Al Gore (former two-term vice president, former multi-term senator and congressman, former nominee for president who won the popular vote and lost the electoral vote, former candidate for the Democratic nomination who was first to use William Horton against Michael Dukakis, former green-shirted Naomi Wolf client, former debater who showed up as three distinct personalities in three presidential tussles with George W. Bush, former spousal supporter of a campaign to regulate pop-song lyrics, former hater and grower of tobacco, former crushing winner of debate with Jack Kemp and close loser of debate with Dan Quayle, former Vietnam soldier whose senator father was attacked for being dovish on the war, former persistent purveyor of the lockbox, former contender sans DNA testing for Father of the Internet, current Oscar winner for Best Documentary, current nominee for a Nobel Peace Prize, current presidential contender-in-waiting) receives from the media what no breathing, upwardly mobile politician ever ever ever got before:
Reverence. Fearful reverence.
Maybe he deserves it.
He treats the media like he's got nothing to lose. In The New Republic, Ryan Lizza writes of fearfully watching Gore turn the tables in interviews, exhorting Charlie Rose to clarify his questions and gently ridiculing Diane Sawyer for inquiring about the 2008 campaign or his weight instead of his new book, The Assault on Reason. "Gore believes he has written a serious book, and he is in no mood to suffer fools," Lizza writes. "The night before our meeting, I had a nightmare about the interview."

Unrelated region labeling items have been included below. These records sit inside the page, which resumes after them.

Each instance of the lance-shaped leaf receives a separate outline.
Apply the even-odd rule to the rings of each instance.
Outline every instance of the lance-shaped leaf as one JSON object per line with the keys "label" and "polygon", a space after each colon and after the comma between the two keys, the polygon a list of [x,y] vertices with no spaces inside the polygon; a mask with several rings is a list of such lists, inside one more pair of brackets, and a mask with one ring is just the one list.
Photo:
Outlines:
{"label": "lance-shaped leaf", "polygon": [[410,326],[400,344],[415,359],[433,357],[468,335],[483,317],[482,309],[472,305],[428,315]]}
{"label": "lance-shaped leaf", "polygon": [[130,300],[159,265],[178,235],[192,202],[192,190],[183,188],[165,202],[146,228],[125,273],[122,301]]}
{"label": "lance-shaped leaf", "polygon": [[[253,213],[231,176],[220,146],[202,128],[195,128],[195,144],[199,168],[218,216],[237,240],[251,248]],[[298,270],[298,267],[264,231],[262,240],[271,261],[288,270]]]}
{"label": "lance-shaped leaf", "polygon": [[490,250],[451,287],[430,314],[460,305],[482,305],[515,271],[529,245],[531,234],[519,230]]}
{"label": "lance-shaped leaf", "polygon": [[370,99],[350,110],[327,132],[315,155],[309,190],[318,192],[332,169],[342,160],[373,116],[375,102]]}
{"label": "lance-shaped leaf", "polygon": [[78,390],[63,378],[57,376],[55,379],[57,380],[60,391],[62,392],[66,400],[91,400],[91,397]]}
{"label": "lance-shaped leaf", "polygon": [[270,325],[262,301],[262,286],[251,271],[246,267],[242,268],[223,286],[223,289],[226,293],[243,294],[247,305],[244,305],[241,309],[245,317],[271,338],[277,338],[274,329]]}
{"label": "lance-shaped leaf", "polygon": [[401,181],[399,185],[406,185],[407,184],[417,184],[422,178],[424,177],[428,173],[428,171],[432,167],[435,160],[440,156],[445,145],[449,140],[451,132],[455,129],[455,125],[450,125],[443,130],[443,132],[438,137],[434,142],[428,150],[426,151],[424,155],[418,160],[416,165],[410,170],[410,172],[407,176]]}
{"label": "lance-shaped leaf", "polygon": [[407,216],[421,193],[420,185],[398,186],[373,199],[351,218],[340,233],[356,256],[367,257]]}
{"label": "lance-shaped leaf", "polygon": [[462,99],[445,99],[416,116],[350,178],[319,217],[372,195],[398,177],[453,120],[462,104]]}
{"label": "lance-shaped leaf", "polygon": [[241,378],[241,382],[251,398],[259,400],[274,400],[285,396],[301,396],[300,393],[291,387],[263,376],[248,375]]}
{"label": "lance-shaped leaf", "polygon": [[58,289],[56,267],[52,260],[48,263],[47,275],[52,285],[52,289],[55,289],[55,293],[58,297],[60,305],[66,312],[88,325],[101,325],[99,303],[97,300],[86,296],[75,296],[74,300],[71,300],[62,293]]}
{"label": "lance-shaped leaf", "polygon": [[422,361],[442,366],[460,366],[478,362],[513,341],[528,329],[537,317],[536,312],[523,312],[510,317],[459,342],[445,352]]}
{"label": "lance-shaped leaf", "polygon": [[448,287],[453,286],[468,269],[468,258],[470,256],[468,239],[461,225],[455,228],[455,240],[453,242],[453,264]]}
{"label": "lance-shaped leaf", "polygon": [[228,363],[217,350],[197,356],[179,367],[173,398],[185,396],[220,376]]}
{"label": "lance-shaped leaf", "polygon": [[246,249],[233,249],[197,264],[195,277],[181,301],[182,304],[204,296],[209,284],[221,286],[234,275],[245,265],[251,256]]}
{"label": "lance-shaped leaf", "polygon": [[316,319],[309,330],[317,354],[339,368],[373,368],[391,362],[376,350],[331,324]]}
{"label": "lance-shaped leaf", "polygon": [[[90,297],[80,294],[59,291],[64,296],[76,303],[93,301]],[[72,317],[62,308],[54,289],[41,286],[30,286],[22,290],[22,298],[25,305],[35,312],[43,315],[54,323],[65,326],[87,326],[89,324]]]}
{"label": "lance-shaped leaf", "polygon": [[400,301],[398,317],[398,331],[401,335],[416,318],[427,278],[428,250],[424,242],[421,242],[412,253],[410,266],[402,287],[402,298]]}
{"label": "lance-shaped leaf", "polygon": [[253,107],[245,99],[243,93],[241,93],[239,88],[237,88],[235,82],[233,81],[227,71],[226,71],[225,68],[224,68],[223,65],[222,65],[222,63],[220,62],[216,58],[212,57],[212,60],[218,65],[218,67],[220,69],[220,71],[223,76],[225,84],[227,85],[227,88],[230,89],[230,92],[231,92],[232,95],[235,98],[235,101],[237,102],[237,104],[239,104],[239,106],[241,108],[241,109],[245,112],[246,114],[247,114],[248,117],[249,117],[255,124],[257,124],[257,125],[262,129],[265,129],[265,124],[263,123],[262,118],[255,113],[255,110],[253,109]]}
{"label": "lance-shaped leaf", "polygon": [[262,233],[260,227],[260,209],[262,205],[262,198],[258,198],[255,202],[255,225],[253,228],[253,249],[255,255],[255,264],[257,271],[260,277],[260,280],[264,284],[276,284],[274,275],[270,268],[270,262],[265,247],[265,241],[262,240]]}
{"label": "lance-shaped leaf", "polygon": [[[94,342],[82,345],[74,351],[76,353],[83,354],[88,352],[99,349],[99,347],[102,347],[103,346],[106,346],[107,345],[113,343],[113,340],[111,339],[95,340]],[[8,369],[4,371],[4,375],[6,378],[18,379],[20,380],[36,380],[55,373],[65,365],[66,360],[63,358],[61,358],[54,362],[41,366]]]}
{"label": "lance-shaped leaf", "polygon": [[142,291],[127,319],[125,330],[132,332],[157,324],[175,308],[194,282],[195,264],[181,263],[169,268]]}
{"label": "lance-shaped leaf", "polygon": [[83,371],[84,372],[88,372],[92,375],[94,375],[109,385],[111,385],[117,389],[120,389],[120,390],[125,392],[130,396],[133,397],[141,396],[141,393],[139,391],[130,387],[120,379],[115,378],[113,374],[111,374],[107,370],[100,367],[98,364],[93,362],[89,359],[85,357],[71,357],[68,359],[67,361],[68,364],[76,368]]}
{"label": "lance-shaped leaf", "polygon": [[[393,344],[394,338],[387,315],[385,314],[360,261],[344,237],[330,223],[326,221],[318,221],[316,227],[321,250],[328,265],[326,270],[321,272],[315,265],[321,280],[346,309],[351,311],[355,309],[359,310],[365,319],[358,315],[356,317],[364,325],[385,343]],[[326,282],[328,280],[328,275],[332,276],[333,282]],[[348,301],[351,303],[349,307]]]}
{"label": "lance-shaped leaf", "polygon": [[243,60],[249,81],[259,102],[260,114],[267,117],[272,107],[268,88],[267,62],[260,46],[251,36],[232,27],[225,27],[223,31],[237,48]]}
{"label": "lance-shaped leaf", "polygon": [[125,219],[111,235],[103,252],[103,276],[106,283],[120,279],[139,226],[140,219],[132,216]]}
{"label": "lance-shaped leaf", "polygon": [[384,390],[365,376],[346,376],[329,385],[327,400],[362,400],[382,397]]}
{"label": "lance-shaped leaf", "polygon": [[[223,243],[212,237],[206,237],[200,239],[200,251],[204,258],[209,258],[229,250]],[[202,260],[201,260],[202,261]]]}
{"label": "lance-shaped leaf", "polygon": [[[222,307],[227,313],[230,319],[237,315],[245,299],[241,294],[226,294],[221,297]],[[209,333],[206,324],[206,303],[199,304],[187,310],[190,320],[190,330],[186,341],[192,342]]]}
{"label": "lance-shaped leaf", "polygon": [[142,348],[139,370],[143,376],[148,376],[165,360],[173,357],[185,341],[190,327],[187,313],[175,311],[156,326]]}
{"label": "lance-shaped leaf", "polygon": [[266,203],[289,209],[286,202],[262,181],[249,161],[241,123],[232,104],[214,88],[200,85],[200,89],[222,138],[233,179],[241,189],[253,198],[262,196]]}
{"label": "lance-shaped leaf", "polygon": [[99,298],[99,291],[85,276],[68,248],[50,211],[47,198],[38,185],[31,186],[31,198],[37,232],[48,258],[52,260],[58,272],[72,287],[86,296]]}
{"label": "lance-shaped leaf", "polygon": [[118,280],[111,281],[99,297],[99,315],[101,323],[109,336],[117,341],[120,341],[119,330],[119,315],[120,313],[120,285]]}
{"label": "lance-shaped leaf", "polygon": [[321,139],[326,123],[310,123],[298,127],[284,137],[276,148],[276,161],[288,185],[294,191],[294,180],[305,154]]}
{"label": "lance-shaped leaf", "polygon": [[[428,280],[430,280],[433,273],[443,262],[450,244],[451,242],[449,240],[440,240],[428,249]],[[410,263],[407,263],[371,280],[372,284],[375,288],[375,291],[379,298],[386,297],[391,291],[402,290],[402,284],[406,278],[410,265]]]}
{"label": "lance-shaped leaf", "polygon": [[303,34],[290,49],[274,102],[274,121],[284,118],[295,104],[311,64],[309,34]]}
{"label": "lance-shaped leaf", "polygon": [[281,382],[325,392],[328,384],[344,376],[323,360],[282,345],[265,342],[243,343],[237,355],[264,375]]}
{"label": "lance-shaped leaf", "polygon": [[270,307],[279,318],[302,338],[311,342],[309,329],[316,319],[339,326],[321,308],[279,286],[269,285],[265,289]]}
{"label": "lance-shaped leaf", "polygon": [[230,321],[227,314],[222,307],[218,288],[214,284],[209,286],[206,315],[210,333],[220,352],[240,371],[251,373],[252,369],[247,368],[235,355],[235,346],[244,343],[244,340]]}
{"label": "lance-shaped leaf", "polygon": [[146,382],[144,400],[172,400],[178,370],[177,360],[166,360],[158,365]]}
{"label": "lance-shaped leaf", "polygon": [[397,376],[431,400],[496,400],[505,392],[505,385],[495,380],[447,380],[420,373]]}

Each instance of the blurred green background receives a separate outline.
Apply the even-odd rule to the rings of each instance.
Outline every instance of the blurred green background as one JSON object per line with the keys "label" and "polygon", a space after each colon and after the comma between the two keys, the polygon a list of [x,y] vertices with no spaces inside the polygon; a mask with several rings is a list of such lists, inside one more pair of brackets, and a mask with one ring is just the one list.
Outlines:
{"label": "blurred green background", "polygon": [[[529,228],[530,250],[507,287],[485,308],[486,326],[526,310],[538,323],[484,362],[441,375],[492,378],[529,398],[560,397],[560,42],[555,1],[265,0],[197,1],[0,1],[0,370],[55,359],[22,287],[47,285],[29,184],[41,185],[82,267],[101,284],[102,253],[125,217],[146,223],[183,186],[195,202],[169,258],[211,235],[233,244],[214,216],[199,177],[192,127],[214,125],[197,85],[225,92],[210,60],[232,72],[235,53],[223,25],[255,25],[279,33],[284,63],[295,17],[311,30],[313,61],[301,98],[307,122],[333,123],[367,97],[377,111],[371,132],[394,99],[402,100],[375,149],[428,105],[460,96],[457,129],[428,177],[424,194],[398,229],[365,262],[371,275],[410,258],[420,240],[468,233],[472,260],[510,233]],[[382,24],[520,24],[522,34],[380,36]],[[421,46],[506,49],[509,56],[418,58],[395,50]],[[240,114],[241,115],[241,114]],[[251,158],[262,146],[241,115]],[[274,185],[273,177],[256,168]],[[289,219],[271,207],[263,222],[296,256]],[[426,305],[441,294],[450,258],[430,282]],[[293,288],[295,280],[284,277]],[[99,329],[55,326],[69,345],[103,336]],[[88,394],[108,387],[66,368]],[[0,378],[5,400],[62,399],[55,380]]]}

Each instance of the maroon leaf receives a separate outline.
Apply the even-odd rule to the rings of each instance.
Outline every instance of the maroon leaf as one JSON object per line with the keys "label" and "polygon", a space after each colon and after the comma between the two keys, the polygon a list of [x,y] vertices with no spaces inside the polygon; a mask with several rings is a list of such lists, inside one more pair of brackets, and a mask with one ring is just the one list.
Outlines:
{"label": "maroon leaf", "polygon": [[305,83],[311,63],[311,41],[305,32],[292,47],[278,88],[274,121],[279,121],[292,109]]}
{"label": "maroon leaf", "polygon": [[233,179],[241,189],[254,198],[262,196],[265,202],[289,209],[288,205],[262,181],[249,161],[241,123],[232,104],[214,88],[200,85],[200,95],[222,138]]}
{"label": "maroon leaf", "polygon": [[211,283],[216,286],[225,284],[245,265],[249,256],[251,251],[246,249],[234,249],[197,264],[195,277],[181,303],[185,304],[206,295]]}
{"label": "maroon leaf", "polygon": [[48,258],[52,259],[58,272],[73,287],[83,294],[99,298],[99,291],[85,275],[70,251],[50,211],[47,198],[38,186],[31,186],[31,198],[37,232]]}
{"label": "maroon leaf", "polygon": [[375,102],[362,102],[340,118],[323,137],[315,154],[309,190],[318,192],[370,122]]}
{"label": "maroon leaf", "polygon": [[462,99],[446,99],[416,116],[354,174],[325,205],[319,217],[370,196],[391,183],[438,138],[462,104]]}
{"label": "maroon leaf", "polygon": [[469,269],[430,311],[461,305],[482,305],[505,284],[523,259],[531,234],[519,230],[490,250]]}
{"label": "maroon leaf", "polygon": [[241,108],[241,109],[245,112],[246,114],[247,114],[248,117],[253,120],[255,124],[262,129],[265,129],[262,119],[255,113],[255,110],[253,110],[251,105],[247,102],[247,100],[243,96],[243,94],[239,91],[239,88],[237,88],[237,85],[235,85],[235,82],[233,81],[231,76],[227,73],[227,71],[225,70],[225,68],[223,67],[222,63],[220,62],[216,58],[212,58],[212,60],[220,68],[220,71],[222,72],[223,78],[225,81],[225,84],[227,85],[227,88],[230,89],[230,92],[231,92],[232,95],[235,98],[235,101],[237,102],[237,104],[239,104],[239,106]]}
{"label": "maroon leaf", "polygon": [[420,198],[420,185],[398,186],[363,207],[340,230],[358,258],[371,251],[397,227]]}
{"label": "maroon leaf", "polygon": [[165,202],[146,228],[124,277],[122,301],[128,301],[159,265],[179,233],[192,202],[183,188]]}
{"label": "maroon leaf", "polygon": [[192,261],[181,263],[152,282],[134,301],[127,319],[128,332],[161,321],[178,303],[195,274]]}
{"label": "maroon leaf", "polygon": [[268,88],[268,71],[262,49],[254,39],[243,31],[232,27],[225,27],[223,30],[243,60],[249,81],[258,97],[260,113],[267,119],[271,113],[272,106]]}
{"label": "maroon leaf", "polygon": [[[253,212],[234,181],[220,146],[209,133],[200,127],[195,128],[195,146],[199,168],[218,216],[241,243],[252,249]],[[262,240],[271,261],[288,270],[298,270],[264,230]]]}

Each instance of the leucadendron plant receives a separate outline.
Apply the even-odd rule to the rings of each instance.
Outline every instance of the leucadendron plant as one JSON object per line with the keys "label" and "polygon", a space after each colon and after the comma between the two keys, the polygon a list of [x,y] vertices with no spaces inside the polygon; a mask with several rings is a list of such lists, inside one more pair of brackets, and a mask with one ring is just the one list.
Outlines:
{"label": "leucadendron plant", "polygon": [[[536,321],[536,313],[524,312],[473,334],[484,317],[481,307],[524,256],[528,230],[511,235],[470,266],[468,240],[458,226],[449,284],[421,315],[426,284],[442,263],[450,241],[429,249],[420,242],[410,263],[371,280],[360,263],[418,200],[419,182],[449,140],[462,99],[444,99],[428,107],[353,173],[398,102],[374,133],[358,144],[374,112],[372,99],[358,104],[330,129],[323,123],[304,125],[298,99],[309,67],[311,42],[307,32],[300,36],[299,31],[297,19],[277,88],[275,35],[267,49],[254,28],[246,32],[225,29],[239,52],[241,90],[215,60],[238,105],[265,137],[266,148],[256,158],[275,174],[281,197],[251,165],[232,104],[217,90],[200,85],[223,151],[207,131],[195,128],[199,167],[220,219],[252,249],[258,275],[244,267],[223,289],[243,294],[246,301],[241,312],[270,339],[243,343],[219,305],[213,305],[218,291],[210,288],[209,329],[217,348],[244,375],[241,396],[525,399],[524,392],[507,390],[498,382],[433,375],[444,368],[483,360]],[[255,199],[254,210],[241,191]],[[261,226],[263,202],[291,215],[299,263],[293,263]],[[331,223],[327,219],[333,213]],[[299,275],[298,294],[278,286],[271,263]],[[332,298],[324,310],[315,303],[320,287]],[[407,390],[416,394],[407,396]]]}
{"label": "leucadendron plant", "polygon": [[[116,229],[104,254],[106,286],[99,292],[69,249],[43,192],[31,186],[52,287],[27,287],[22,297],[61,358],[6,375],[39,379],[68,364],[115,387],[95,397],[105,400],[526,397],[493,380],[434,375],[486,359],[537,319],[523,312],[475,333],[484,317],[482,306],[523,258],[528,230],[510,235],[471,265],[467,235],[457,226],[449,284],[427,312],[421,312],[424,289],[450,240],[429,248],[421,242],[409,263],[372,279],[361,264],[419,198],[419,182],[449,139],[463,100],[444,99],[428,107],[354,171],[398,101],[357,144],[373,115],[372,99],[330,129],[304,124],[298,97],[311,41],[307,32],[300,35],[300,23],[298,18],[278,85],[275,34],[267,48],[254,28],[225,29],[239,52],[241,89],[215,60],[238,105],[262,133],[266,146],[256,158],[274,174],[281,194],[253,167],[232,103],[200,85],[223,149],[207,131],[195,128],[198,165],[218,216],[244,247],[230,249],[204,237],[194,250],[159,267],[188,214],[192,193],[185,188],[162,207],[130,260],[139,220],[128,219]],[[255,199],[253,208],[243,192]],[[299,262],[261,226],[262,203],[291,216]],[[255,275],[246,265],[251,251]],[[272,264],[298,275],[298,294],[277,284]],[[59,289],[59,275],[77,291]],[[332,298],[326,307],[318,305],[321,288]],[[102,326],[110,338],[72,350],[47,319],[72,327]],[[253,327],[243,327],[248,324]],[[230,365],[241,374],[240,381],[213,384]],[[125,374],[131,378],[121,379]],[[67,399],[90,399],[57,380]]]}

No such nightmares had afflicted the advertising trade press ahead of Gore's appearance on Friday at the Palais in Cannes, under the auspices of Young & Rubicam, to speak about global warming and "the central role he believes the advertising industry can play in bringing about change." They had been warned weeks ahead: No interviews.
Perfect: the one attribute media people admire more than arrogance—aloofness.
Lots of non-media people have come to admire Gore for his devotion to an issue. Me, for example. I found his book An Inconvenient Truth even more compelling than the movie. (What? No Pulitzer to go with the Oscar and the Nobel?) His just-released book, The Assault on Reason, was a persuasive argument for rational argument. In fact, I feared that the whole global-warming discussion itself had been closed for further discussion, that there was no other side, just the Gore/Y&R side. Could this augur a return to faith-based science, devoid of free inquiry into climate change and what can and should be done about it?
Back in the day, some contrarian agency might have sponsored an appearance by Bjørn Lomborg, Ph.D., immediately after the Gore presentation. In that way, reason would have its place, even if it were competing with the screening of the shortlist and early-evening cocktails at the Carlton Terrace.
Lomborg is a former Greenpeace devotee from Denmark who remains an environmentalist, but one who fears that some of the cures prescribed for climate change may be as useful as bloodletting or lobotomies.
He is an economist whose specialty is statistics, so he wouldn't do a whack job on reason by engaging in the sort of snarly ad hominem arguments favored by partisan polemicists who would ask Al Gore if he flew a Gulfstream to Cannes or took a hot-air balloon. Or worse, ask how many plasma TVs the Gore clan has in its new hyper-kilowatt manse. Or whether he thinks paper ballots are worse for the Florida fauna and flora than, let's say, electronic ballots devoid of chads.
Lomborg would, though, question what he calls the Litany as expressed notably in Young Oxford Books: "The balance of nature is delicate but essential for life. Humans have upset that balance, stripping the land of its green cover, choking the air, and poisoning the seas."
Most important, Lomborg holds that "things are getting better." This is not a good position to defend these days. Or, apparently, any days. In The Skeptical Environmentalist, Lomborg cites Sal Baron's history of the Jews, in which he noted, "Prophets who made optimistic predictions were automatically considered false prophets."
Lomborg thinks Gore "joins the long list of cultural pessimists who have experienced the modern world but have also seen the seeds of its destruction." In Gore's earlier book, Earth in the Balance, he does seem to liken the struggle against our current civilization to earlier struggles against Nazism and Communism. He would probably amend that analogy today for fear of further assaulting reason.
About 60 years ago, Whittaker Chambers wrote that the final battle would be between the Communists and the former Communists. He was wrong, as we know. Could be, though, that the final battle in this century will be between the Greens led by Al Gore and the former Greens led by Bjørn Lomborg.
If there is a final battle.
Why does there need to be a final battle, anyway? This isn't The Sopranos or Deadwood. It's just trying to do something about the weather.